O túnel negro (C. Leonardo B. Antunes)
Ontem à noite, enquanto eu me deitava insone,
Imerso em aflições e planos suicidas,
Passadas horas desde um último sinal
De vida, exterior ao meu confinamento,
Que me lembrasse da amplitude das estradas,
Das montanhas que vão curvar-se no horizonte,
Dos rios e lagos onde há vida sob o sol,
Dos bosques em que um dia eu fui também menino,
Surgiu em minha mente abrupto e inescrutável
Túnel negro, semelho em forma e dimensões
Àquele que cavara há muito, muito tempo,
Quando ainda habitava as celas comunais.
(Sozinho, um homem não tem força nem vontade
Suficientes para escavar essa pedra,
Que pesa tanto sobre a terra quanto lesa
As esperanças de quem perde as unhas nela.)
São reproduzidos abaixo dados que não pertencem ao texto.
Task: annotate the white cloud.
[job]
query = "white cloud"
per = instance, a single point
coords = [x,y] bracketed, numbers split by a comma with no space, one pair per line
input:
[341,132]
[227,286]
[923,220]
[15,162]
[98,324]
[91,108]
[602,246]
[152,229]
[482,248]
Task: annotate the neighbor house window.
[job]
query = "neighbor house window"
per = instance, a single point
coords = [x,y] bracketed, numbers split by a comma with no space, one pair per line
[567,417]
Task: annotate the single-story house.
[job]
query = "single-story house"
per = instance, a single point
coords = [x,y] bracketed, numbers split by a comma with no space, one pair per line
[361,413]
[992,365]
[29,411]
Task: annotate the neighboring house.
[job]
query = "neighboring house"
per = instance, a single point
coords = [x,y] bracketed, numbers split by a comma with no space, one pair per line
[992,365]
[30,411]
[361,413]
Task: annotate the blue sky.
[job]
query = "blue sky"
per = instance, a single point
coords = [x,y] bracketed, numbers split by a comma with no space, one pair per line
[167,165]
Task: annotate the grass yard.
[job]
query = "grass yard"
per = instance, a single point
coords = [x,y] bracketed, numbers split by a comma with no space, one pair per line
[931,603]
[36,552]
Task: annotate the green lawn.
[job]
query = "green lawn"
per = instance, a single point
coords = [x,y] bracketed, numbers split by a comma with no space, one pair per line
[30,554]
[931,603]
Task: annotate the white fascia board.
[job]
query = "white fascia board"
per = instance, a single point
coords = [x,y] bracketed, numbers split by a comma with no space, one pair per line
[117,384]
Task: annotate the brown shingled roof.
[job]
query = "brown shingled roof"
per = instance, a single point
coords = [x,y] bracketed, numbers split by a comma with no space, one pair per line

Surgiu sem nexo e sem alarde, simplesmente,
Manifesto tal qual imagem da memória
Que se conjura, sem que assim sequer se queira,
Por associação fortuita ou descaminho,
Ainda que eu jamais o houvesse visto em vida
Ou mesmo em sonho; nem pudesse ter pensado
Em algo assim, que me escapasse de tal modo
À compreensão por seu simbólico mistério,
Pois de fato, apesar de muito o haver tentado
No decurso da noite insone (e como é longa
A noite dos que não conseguem descansar)
Por mil maneiras ter alguma compreensão,
A todo exame que se lhe tentasse impor,
A toda forma de escrutínios indiretos,
A tudo que algum dia alguém já contemplou
A partir de si mesmo ou de uma imagem outra,
Furtava-se de todo, imune, inabordável,
O túnel negro, contra o meu melhor intento,
Que, malgrado sofrer os sucessivos golpes
Da desfortuna, não se desencaminhara.
(Porém, confesso que já não tentara tanto
Quanto algures outrora o teria tentado
Eu próprio ou talvez alguém mais sabedor
Da espeleologia interna à mente humana,
Que entreveria ao certo inúmeros detalhes,
Frutos de arguta vista experienciada
Em encontrar no mundo as coisas mais supernas
Ou em imaginá-las a seu bom proveito.)
Todavia, tentando assim, com todo o afinco
De quem não tem escolha senão se afincar,
Por sermos só nós dois, o túnel negro e eu,
Numa cela fechada em meio à noite insone,
Pensei-o ser talvez a máquina do mundo,
Revelada em essência aos meus olhos da mente,
Com seu funcionamento aberto à inteligência
Que lhe pudesse haurir a fórmula de tudo;
Porém, por mais que me doesse constatá-lo,
O túnel negro, a uma, aberto e circunspecto,
De maquinário não portava nada, exceto
Talvez a auspiciosa ausência de um engenho.
Suspeitei que abrigasse alguma criatura,
Um morcego ou talvez um ominoso corvo
Que pudesse dizer alguma coisa humana,
Alguma coisa que soasse como um fim;
Mas o túnel, ali, nigérrimo e imutável,
Não lançava nenhum ruído perceptível,
Tampouco se mostrava em algo aparentado
Com alguma entidade além da sua própria.
Ocorreu-me, por fim, o mais simples e claro:
Retornar prontamente ao início de tudo,
E a partir da primeira impressão que tivera
Perquirir quanto fosse inquirível em mim,
A fim de compreender que aquele túnel negro,
Tão próximo, mas tão terrivelmente alheio,
Fosse apenas um tipo estranho de tortura
Autoimposta, servil a triste expediente
Que me lembrasse em vão de alguma liberdade,
Da esperança nutriz de tantos planos loucos,
Dos amigos com quem busquei uma saída
E que encontraram, todos, apenas a morte;
Nem com isso, contudo, o túnel se desfez,
Embora a noite já se desfizesse ao longe,
Nem deu sinal algum de mútuo entendimento:
Nenhuma luz, nenhum lume, nenhum sinal.
Nem mesmo à luz do dia aprouve esclarecer
Aquilo que talvez não fosse esclarecível
E só se compreendesse enquanto turvo enigma
Envolto todo em treva em meio à noite insone.